What would life be like without the occasion surrender to whimsy? There are certain foods, which, when you lay your eyes upon them, bring a smile to your face and a honey glow to your cheeks; the type of foods that elicit a little giggle, often punctuated with the expression “Awww!” so often used to describe ‘cute’ things. I have a reverence of sorts for foods that are as fun and artful to look at as they are delicious to eat. When it comes to creating foods that are fully of whimsy and visual interest, this is my wheelhouse. I found myself pottering around my kitchen today, bolstered by an enthusiasm to satiate my craving for some combination of bread and meat. I found myself where I find myself frequently: telling myself that a bread this cute was worth wasting a lot of carb calories on — the all too familiar refrain of the carb addict.

And so, I set out to make these cute little caterpillar breads. Don’t even try to tell me that they didn’t make you crack a smile. But I reckon I know what you’re thinking: they are tedious and time-consuming and not to be tampered with unless you have an afternoon off to do nothing but bake bread.  And to that, I say: O ye of little faith, would I dare to share a recipe with you that isn’t as simple as it is delicious? There is no food in this world that eager zealousness paired with visual acuity cannot create with ease and very little time.  

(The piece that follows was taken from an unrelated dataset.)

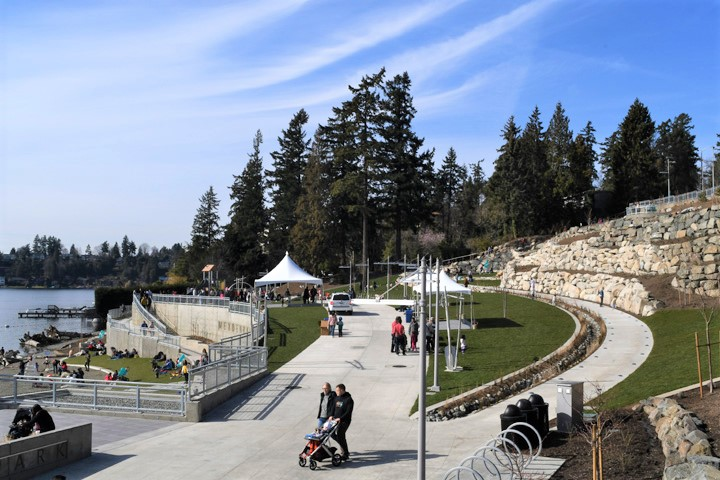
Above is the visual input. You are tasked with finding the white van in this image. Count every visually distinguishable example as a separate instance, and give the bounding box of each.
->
[328,293,352,315]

This cute bread is also a celebration of sorts. It’s my birthday today and though the last few years of my adult life have brought many changes to who I am today, I’ve retained the one trait that every woman my age should have in spades: reckless abandon in the kitchen. The sands of time have yet to rob me of my brimming and burgeoning desire to create unique foods. So follow my lead and give this daring recipe a try. This recipe is the cadillac of cute breads — right up there with ‘panda bread’ and ‘bears in tea cups’ (stayed turned for those recipes in coming weeks). An entirely unscientific poll taken in my kitchen at a dinner party some years ago, found that two-thirds of people thought cute foods are superior in taste than those foods that are made with little creativity, and so, to that end, I bring you this recipe. These cute little caterpillar breads are often filled with sweet fillings such as coconut, in local Chinese bakeries around Toronto, so the sky is the limit when it comes to what you can fill these breads with: sweet or savoury, the choice is yours to make.